Desirable skills/knowledge/experience: (As applicable) Pyspark, Python, SQL, AWS, GenAI
Data Engineer employer: Webologix Ltd/ INC
Contact Detail:
Webologix Ltd/ INC Recruiting Team
StudySmarter Expert Advice 🤫
We think this is how you could land Data Engineer
✨Tip Number 1
Network like a pro! Reach out to folks in the industry, attend meetups, and connect with potential colleagues on LinkedIn. You never know who might have the inside scoop on job openings or can refer you directly.
✨Tip Number 2
Show off your skills! Create a portfolio showcasing your data pipelines, models, and any projects you've worked on. This is your chance to demonstrate your expertise in PySpark, Python, and AWS – make it shine!
✨Tip Number 3
Prepare for interviews by brushing up on your technical knowledge and problem-solving skills. Practice coding challenges and be ready to discuss your experience with ETL/ELT pipelines and GenAI models. Confidence is key!
✨Tip Number 4
Don’t forget to apply through our website! We’re always on the lookout for talented Data Engineers. Keep an eye on our job listings and get your application in – we’d love to see what you can bring to the team!
We think you need these skills to ace Data Engineer
Some tips for your application 🫡
Tailor Your CV: Make sure your CV highlights your experience with PySpark, Python, and AWS. We want to see how your skills match the role, so don’t be shy about showcasing your relevant projects and achievements!
Craft a Compelling Cover Letter: Your cover letter is your chance to shine! Use it to explain why you’re passionate about data engineering and how your background aligns with our needs at StudySmarter. Keep it engaging and personal!
Showcase Your Projects: If you've worked on any cool data pipelines or GenAI models, make sure to mention them! We love seeing practical examples of your work, especially if they demonstrate your problem-solving skills and creativity.
Apply Through Our Website: We encourage you to apply directly through our website. It’s the best way for us to receive your application and ensures you don’t miss out on any important updates from our team!
How to prepare for a job interview at Webologix Ltd/ INC
✨Know Your Tech Inside Out
Make sure you brush up on your PySpark, Python, and AWS skills. Be ready to discuss specific projects where you've designed data pipelines or optimised infrastructure.

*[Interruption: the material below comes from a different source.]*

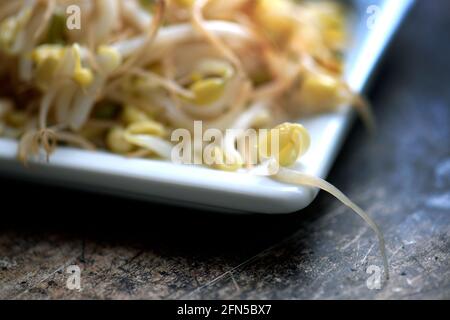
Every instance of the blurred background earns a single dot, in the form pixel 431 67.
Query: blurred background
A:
pixel 401 176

The more detailed examples you can provide, the better!
✨Showcase Your Problem-Solving Skills
Prepare to talk about challenges you've faced in data engineering, especially with large-scale ETL/ELT processes. Think of a couple of scenarios where you had to debug or optimise a system and how you approached it.

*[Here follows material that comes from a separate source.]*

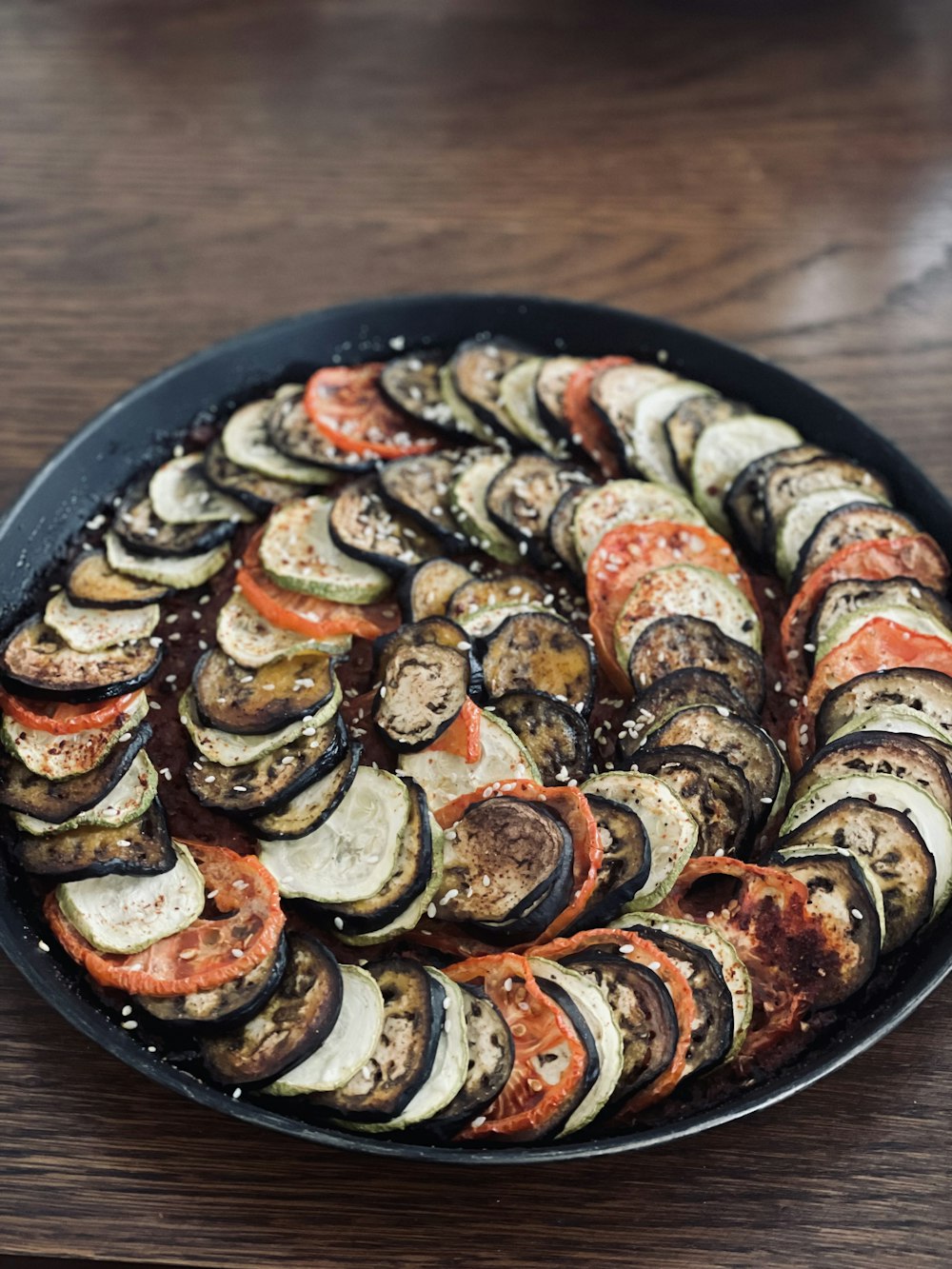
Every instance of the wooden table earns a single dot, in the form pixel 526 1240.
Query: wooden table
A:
pixel 171 174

✨Understand GenAI and LLMs
Since this role involves working with GenAI models, be prepared to discuss your experience with model creation, finetuning, and evaluation. Bring examples of how you've implemented RAG architectures or worked with vector databases.
✨Collaboration is Key
This position requires working with cross-functional teams, so be ready to share experiences where you collaborated with others. Highlight how you ensured high-quality data and operational reliability in those projects.